Quantized weights (4-bit, 8-bit) are supported via GPTQ, AWQ, and QLoRA; memory footprint for 4-bit 7B is ~4GB.
6. Multilinguality, Fine-Tuning, and Open-Source Ecosystem
Qwen2.5-7B natively supports ~30 languages, with model artifacts and deployment resources openly available from HuggingFace, ModelScope, and GitHub. All variants retain efficient inference on commodity GPUs (7B fits FP16 on 16GB VRAM; quantized deployment on 8GB; on-device PT-BR usage feasible). Fine-tuned and merged derivatives (Amadeus-Verbo for Portuguese, Qwen2.5-Math for advanced math, Coder for code generation) reuse the full Transformer without adapters, maintaining architectural integrity (Qwen et al., 19 Dec 2024, Cruz-Castañeda et al., 20 May 2025).
Instruction tuning is performed as full-parameter SFT, yielding improved accuracy for language-specific benchmarks, classification, similarity, and moderate gains on hard open-domain tasks. Spherical interpolation (SLERP) is used to merge base and instruct variants for greater versatility (Cruz-Castañeda et al., 20 May 2025).
7. Variant-Specific Enhancement and Limitations
Qwen2.5-7B contains no MoE layers at 7B scale, reflecting a trend toward maximal inference predictability and efficient quantization. Advanced post-training techniques (multi-stage RL, control-token expansion, structured verification) further enhance robustness in downstream tasks. The math and coding variants (Qwen2.5-Math-7B, Qwen2.5-Coder-7B) demonstrate that domain-adaptive pipelines can induce strong task-specific capabilities with no architectural modification.
Limitations remain in further context scaling—beyond 1M tokens—where intricate kernel/sparse scheduling and staged pre-training are required. For the Portuguese Amadeus-Verbo model, full-parameter tuning is computationally intensive (219 GPU-hours + model merging), and some domain gaps remain due to dataset limitations. All Qwen2.5-7B derivatives lack retrieval augmentation or external memory natively.

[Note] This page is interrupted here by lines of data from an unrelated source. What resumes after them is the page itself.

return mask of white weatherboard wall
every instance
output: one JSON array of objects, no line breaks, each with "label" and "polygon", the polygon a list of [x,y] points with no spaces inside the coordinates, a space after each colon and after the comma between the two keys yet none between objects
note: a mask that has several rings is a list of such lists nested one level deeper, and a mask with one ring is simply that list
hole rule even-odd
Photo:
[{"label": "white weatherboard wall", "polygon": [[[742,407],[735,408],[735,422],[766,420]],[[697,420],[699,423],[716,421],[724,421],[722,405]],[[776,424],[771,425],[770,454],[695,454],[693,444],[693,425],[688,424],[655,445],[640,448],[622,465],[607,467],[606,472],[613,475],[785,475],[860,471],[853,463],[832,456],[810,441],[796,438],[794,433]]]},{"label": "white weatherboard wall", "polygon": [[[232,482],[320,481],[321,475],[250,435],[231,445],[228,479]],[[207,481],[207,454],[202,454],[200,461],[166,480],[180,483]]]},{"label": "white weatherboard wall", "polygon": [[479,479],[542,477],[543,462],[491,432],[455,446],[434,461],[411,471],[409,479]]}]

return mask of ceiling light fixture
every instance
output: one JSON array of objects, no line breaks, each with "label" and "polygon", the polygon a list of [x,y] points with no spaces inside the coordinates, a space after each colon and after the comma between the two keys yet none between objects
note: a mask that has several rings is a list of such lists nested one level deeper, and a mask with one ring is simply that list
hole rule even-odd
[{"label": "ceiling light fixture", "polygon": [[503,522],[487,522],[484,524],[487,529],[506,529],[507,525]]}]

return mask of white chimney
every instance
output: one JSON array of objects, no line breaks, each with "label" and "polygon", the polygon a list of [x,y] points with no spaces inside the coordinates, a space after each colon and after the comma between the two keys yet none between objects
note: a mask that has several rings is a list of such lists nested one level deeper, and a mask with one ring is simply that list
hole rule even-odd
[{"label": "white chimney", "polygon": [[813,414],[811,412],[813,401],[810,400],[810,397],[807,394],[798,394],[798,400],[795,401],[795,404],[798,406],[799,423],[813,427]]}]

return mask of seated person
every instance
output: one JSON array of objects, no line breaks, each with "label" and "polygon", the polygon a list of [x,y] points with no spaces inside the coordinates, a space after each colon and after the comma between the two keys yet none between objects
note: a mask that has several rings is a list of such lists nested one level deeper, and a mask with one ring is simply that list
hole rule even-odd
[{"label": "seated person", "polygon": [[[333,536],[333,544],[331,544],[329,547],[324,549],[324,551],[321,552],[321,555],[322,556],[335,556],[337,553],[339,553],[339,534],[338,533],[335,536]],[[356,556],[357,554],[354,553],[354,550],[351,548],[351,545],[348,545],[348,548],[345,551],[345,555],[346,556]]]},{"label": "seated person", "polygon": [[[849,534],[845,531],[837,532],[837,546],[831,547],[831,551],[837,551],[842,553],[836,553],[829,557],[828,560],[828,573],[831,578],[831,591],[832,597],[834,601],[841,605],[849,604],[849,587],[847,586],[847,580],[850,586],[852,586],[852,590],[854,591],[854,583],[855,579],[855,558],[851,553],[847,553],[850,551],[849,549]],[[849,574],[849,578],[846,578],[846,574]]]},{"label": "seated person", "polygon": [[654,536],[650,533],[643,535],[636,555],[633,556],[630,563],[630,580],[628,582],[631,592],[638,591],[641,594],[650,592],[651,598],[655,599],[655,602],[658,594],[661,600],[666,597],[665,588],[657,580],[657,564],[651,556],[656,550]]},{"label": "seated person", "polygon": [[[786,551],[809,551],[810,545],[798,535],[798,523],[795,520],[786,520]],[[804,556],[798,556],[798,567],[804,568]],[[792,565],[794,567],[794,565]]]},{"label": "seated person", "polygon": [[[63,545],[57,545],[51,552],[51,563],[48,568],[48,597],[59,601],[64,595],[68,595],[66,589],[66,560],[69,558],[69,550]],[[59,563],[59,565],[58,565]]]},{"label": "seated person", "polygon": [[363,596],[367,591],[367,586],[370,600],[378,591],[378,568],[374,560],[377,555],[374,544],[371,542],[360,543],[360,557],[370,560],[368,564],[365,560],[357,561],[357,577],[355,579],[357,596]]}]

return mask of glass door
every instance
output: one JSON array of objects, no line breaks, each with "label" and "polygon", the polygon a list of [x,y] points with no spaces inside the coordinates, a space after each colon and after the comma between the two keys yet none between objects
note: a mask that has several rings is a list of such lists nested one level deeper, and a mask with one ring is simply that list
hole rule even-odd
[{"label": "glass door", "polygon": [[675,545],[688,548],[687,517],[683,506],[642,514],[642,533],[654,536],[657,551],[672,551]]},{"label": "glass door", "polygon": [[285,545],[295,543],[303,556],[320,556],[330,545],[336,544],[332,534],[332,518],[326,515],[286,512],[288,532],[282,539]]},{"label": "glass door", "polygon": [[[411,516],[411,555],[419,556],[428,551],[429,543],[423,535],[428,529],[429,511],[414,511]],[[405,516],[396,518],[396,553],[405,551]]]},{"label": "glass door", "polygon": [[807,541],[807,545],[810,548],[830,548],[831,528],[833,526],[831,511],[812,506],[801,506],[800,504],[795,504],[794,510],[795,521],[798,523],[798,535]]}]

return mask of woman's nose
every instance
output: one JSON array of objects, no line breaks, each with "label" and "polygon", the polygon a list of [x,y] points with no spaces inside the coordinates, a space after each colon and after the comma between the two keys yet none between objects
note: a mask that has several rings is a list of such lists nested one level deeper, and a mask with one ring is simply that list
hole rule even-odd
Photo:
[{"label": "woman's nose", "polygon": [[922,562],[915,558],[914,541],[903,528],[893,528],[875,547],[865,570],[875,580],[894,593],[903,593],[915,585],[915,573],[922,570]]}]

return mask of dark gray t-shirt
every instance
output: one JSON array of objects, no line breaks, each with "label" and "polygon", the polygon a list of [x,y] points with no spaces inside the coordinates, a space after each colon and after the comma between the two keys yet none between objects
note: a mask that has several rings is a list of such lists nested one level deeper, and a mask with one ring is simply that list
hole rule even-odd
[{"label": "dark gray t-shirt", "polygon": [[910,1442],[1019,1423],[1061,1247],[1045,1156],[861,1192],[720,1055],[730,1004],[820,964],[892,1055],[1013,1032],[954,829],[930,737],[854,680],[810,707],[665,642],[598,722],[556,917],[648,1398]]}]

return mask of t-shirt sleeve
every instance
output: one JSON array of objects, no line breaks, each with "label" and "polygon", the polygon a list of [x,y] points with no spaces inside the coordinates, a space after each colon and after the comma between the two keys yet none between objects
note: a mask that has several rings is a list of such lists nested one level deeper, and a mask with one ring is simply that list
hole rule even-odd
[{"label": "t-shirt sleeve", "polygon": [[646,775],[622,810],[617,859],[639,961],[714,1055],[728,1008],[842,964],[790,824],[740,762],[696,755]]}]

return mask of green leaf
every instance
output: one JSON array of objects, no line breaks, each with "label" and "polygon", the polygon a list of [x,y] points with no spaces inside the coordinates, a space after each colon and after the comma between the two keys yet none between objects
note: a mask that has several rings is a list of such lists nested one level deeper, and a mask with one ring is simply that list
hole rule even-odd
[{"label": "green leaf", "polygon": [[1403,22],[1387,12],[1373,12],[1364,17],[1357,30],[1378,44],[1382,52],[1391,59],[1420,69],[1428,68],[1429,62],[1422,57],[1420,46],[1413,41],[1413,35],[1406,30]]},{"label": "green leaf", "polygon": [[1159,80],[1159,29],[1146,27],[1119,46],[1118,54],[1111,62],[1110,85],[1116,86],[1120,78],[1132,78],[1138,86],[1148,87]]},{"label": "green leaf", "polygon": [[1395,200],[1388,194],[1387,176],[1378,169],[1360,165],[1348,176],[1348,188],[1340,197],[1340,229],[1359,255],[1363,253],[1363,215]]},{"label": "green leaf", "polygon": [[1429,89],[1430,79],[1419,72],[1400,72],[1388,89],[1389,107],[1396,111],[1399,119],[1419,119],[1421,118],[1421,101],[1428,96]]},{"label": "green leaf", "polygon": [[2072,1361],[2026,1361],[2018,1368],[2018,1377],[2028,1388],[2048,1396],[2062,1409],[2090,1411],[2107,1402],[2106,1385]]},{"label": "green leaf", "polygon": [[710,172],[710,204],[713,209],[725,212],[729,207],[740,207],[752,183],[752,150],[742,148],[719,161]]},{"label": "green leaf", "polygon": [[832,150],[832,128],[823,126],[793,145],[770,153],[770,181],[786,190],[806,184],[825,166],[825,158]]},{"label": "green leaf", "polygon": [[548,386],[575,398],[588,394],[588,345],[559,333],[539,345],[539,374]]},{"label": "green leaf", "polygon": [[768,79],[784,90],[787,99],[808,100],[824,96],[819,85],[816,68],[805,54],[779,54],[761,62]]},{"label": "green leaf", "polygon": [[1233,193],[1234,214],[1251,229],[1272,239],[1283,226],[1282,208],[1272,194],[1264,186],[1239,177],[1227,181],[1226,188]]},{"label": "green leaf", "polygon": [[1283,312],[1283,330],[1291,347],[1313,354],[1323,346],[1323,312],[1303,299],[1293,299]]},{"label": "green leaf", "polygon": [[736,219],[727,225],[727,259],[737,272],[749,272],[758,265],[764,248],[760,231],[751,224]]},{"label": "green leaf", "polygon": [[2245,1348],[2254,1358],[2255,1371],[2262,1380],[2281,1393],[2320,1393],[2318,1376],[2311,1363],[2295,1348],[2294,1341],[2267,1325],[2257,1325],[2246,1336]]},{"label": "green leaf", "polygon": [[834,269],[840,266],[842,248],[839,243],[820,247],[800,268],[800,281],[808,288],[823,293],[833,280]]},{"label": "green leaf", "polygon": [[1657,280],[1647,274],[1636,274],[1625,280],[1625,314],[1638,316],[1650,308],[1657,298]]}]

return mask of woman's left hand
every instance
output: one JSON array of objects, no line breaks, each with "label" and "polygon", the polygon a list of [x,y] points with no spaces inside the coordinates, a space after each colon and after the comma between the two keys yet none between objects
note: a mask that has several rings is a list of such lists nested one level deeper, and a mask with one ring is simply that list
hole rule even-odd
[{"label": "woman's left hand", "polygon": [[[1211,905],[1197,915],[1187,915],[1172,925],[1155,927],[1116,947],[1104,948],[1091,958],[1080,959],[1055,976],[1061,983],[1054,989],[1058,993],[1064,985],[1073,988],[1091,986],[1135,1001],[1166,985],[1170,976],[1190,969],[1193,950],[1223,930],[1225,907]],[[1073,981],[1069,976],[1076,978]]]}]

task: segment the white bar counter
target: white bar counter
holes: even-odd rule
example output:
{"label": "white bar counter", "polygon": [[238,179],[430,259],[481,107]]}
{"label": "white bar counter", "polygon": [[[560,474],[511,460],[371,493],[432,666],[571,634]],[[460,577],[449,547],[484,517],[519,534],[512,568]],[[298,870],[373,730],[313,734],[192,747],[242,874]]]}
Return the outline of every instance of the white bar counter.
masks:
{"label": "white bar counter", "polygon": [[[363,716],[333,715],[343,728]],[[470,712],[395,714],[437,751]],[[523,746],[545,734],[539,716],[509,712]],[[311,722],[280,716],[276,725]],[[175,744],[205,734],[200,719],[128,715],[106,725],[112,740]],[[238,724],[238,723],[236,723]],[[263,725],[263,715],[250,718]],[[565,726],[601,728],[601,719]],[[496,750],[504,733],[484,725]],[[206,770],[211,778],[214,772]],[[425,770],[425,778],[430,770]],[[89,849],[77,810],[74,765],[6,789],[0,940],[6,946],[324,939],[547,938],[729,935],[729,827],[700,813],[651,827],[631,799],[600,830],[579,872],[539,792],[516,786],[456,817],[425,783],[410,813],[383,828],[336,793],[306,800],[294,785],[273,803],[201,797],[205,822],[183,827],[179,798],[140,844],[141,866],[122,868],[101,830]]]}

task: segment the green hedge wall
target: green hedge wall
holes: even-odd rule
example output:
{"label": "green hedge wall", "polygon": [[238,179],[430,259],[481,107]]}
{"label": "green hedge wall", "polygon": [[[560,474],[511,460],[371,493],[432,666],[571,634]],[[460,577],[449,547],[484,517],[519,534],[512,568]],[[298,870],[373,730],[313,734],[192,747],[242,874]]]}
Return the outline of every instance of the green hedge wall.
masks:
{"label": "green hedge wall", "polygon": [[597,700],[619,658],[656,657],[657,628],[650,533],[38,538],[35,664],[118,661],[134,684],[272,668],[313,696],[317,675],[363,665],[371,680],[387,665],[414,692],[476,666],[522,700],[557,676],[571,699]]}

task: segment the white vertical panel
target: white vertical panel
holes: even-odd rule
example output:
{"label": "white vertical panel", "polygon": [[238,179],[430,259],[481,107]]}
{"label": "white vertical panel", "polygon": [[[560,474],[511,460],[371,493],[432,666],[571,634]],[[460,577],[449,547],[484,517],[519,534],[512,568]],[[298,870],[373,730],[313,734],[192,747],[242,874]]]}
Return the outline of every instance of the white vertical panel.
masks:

Qwen2.5-7B provides a high-performance, resource-efficient foundation for instruction-following, multi-language, coding, mathematical reasoning, and long-context NLP, with extensive support for quantization, fine-tuning, and cross-lingual adaptation, and with empirical results surpassing all previous Qwen1.5 and Qwen2 7B models and matching or exceeding Mistral-7B, Llama-3-8B, and Gemma2-9B across standard academic benchmarks (Qwen et al., 19 Dec 2024, Yang et al., 15 Jul 2024, Yang et al., 18 Sep 2024, Hui et al., 18 Sep 2024, Yang et al., 26 Jan 2025, Cruz-Castañeda et al., 20 May 2025).